Department / Institute
Biochemistry Department / German Center for Neurodegenerative Diseases (DZNE)
Subject area
Neurodegenerative Disease Research
Name of supervisor
Prof. Dr. Dieter Edbauer / Dr. Qihui Zhou
Number of open positions
1 or 2
Project title
Molecular pathomechanisms of (G4C2)n repeat expansion of C9orf72 ALS/FTD
Language requirements
Fluency in English
Academic requirements
4-year Bachelor's plus relevant Master's degree; excellent technical skills, an enthusiasm for using and developing new techniques, and the interpersonal skills to work within a diverse team of scientists; experience with either mouse experiments or molecular/cell biology studies is required; experience with iPSC models and bioinformatic skills to analyze next-generation sequencing data are an advantage
Study model
Full doctoral study model: 36 or 48 months
Contacts
Prof. Dr. Dieter Edbauer: dieter.edbauer@dzne.de
Dr. Qihui Zhou: qihui.zhou@dzne.de

Project description

Amyotrophic lateral sclerosis (ALS) and frontotemporal dementia (FTD) are progressive fatal neurodegenerative diseases with overlapping clinical symptoms and neuropathological findings. Protein aggregates are an important neuropathological feature in both familiar and sporadic ALS/FTD cases. We have focused on the C9orf72 mutation and other genetic forms of ALS/FTD to understand disease pathomechanism (Mori et al, Science 2013, May Acta Neuropath et al, 2014, Zhou et al, EMBO Mol Med 2017, Khosravi, EMBO Journal 2020) and develop mouse models for mechanistic and therapeutic studies (Schludi et al, Acta Neuropath 2017; Zhou& Mareljic et al, EMBO Mol Med 2020; LaClair& Zhou et al, Acta Neuropath 2020).

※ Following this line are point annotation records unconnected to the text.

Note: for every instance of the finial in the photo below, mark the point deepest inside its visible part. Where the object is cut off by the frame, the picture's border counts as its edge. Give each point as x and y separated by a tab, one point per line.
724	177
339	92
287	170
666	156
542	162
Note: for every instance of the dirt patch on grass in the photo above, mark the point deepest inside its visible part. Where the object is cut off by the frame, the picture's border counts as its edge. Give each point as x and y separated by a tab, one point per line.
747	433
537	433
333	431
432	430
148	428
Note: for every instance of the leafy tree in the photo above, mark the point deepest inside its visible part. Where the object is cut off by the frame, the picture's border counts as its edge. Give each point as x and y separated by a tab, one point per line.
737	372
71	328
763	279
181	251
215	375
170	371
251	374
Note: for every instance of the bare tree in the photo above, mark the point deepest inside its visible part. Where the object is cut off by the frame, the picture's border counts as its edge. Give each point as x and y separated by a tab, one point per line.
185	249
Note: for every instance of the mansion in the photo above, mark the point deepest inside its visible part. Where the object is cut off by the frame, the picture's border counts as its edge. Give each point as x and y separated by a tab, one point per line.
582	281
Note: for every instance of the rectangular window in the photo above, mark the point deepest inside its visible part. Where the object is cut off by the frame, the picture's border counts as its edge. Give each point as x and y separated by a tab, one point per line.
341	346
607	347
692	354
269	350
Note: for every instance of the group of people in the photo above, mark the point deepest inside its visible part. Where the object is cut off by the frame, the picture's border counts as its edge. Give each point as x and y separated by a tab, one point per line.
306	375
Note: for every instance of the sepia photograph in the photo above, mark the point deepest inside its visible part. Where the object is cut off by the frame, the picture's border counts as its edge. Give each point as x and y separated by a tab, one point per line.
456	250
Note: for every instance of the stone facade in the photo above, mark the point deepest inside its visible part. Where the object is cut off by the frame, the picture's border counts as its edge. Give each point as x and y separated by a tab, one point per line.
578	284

Lack of effect in two clinical trials using antisense oligonucleotides prompts our search for new pathomechanism. This project will focus on genomic instability, haploinsufficiency and mechanistic links of the C9orf72 mutation to TDP-43 pathology. We will use AAV, CRISPR, NGS-based methods and small molecule approaches in mouse models and iPSC-based models.